ニュース

カンネツ、ニデック、第一実業の3社が連携、AIデータセンターに必要となる液冷化パッケージを提供

 株式会社カンネツは24日、データセンターの液冷化対応に向け、ニデック株式会社、第一実業株式会社と戦略的ビジネスアライアンスを締結したと発表した。

 3社は、生成AIの急速な普及に伴い、計算リソースの中核となる高密度サーバーが発する熱量は従来の空冷方式では処理しきれず、データセンターの液冷化が必須条件となっていると説明。3社の連携により、国内AIデータセンター建設において課題となっている「液冷インフラの迅速な実装」を、設計から施工、検証までを最短距離で実現するオールジャパン体制を構築したとしている。

 アライアンスにおいて、ニデックは世界トップシェアを誇るモーターの制御・製造技術により、サーバー冷却の中核をなすCDUなどの高信頼性製品を提供。第一実業は総合商社としてのグローバルな調達力と、都市ガス水素発電などを含むエネルギー基盤から施工までを統括するトータルプランニングを提供する。カンネツは冷却システム全体の精密な自律制御と、1MW超の高負荷環境を再現するロードバンクを用いた、実装前の高度なシミュレーション・実証検証を提供する。

 3社の連携により、設計・調達・施工から、実機導入前の精密な負荷検証までをパッケージ化して提供する。複雑なベンダー間調整を排除し、国内AIデータセンター建設における「工期短縮」と「品質保証」を同時に実現する。

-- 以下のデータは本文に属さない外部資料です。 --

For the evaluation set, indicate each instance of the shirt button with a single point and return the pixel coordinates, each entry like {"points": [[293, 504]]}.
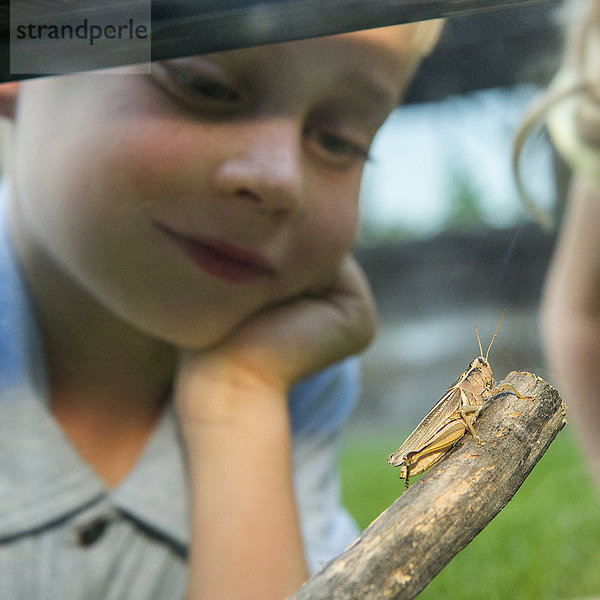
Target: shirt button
{"points": [[89, 534]]}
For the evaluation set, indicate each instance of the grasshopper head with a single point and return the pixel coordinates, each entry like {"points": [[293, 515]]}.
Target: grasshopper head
{"points": [[483, 366]]}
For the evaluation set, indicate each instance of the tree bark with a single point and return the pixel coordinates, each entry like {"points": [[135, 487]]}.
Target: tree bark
{"points": [[409, 543]]}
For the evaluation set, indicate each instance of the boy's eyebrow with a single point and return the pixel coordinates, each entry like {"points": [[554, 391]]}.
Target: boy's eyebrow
{"points": [[379, 93]]}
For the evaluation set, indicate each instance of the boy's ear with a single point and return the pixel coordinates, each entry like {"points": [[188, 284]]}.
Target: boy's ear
{"points": [[8, 98]]}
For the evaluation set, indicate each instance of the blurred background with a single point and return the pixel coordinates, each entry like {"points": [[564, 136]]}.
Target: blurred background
{"points": [[445, 242]]}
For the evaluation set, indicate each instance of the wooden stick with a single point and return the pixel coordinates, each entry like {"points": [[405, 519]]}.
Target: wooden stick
{"points": [[409, 543]]}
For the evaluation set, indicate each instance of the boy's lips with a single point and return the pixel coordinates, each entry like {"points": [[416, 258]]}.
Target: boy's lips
{"points": [[219, 258]]}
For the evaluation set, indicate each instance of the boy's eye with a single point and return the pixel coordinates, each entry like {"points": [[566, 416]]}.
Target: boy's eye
{"points": [[338, 150], [212, 89], [194, 88]]}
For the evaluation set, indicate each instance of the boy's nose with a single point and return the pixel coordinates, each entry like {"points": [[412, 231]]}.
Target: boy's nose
{"points": [[264, 163]]}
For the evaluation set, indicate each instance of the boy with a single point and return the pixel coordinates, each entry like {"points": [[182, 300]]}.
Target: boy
{"points": [[183, 241]]}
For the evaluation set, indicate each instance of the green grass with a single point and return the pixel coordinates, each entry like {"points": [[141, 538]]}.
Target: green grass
{"points": [[544, 544]]}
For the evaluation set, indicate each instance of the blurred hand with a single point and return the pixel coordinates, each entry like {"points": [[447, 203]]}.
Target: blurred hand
{"points": [[281, 344]]}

 生成AIの普及に伴う電力消費と水資源利用の増大に対し、独自の冷却ソリューションで対応し、業界最高水準の電力効率(PUE 1.1)に加え、水資源を消費しない「WUE Minimal(最小化)」を追求した、次世代のサステナブルなインフラを提唱する。

 3社はアライアンスの具体的なソリューションを、3月24日~25日開催の「Data Center Japan 2026」および同時開催のカンファレンスで公開する。